Few aspects of the retail experience get shoppers as riled as self-checkout.

Some people love the speed, convenience, and social distancing. Others complain about finicky machines that don’t scan correctly and a lack of staff to help them. Last fall, Booths became the first U.K. supermarket chain to get rid of self-checkout, citing overwhelming complaints from frustrated shoppers.

“We’re really proud that we’re moving largely to a place where our customers are served by people, by human beings, so rather than artificial intelligence, we’re going for actual intelligence,” the company said.

Booths’ decision made headlines stateside, adding fuel to the burning debate over self-checkout. But Wharton operations, information and decisions professor Santiago Gallino thinks it’s unlikely that many American stores will follow suit. Love it or hate it, he said, self-checkout is here to stay.

“For retailers, it’s a combination of cutting labor and adding flexibility,” he said. “It’s not to make checkout more efficient. They are basically transferring the labor to the customer.”

Gallino said retailers are constantly evaluating where and how to trim expenses, and the biggest categories are inventory and staff. That’s especially true for grocery stores, which generally have razor-thin profit margins and significant inventory risk. Gallino said it makes sense for supermarkets to install self-checkout lanes to handle busy times and augment a smaller staff. Even Booths said it was keeping self-checkout machines in two of their busiest stores.

“It’s facilitating errors and, in some cases, the steal.”— Santiago Gallino

“I don’t mind doing it myself,” the professor said. “If I see long lines in the regular checkout, it’s a way for me to get out faster. But I confess sometimes I regret it because they don’t usually work that well. It’s definitely not a flawless system.”

Gallino said retailers must figure out how to tread the line between convenience and annoyance. They also need to know their customer. A department store shopper expects some level of personal service when making a purchase, while someone running into the supermarket for eggs probably doesn’t care.

“If you are understaffing and forcing customers to use self-checkout, then you start to annoy your customers, and this is going to backfire,” he said. “Your customers will stop going, especially if it doesn’t have a connection to lower prices.”

Shrink: Why Some Are Calling Self-checkout a Failed Experiment

Some form of self-checkout has been around for decades, but recent improvements in technology have sped up adoption. One study found it was the dominant form of checkout at grocery stores, accounting for 55% of transactions in 2022.

The ubiquity has come with a new problem: shrink. Defined as inventory loss due to theft and other factors, shrink at self-checkout is rising because automation makes it easier for shoplifters to help themselves. A survey last year by LendingTree found that 15% of self-checkout users admitted to stealing, and 44% planned to do it again. Even a majority of the 21% who admitted to taking an item accidentally didn’t correct the mistake.
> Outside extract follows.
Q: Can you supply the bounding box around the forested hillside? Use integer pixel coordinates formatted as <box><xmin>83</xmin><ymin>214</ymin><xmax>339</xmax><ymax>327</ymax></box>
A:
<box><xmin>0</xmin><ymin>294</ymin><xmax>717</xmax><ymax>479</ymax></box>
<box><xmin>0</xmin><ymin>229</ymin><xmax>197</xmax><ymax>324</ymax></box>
Sophisticated monitoring systems aren’t stopping thieves, who have learned to get around both the cameras, the sensitive scales, and the overworked attendant. One self-described “self-checkout swiper” wrote a blog on techniques to steal from supermarkets, including keying in product numbers for cheaper items, scanning products with the barcode facing up or covered, scanning fake barcodes, and using bulky items to obscure the view of smaller, expensive items.

The shrink rate from self-checkout is estimated between 3.5% and 4%, compared with a rate of less than 1% for cashiers. It’s so significant that supermarket chain Wegmans announced in 2022 that it would stop self-checkout because of unspecified losses from shoplifting.

“It’s not to make checkout more efficient. They are basically transferring the labor to the customer.”— Santiago Gallino

“It’s facilitating errors and, in some cases, the steal,” Gallino said. “In some cases, it’s an unintended steal, but you’re now creating an inventory information problem. Now there is additional noise in the system. It’s hard to replenish and to know what is in the store.”

For grocers, such information is critical. Gallino said the grocery executives he talks to understand shrink and inventory inaccuracy, and they take these factors into consideration. What’s harder for them to quantify, he said, is customer loyalty. Are shoppers leaving because of a lack of staff or a clunky machine, or is there some other reason?

“There are situations where self-checkout is definitely a plus,” he said, citing a train station ticket kiosk as an example. “In other cases, you start to ask how much pain the customer is willing to take, and I think that’s where many retailers aren’t careful about quantifying.”

The Future of Self-checkout

Gallino pointed out another important consideration for retailers using self-checkout: They are missing perhaps the only chance to gather valuable feedback from the customer in real time. When a sales associate asks, “Did you find everything you needed today?” the answer helps store managers know what they are doing right and wrong.

“It’s an opportunity to get quick and accurate information,” Gallino said. “That contact point can be critical, and you’re losing that completely.”

Despite its flaws, Gallino thinks self-checkout isn’t going anywhere. But he is hopeful that retailers will give more consideration to how they deploy it.

“I think we’re going to see these in the future, for sure,” he said. “At the same time, I think some retailers are going to be smarter about when and how they use it.”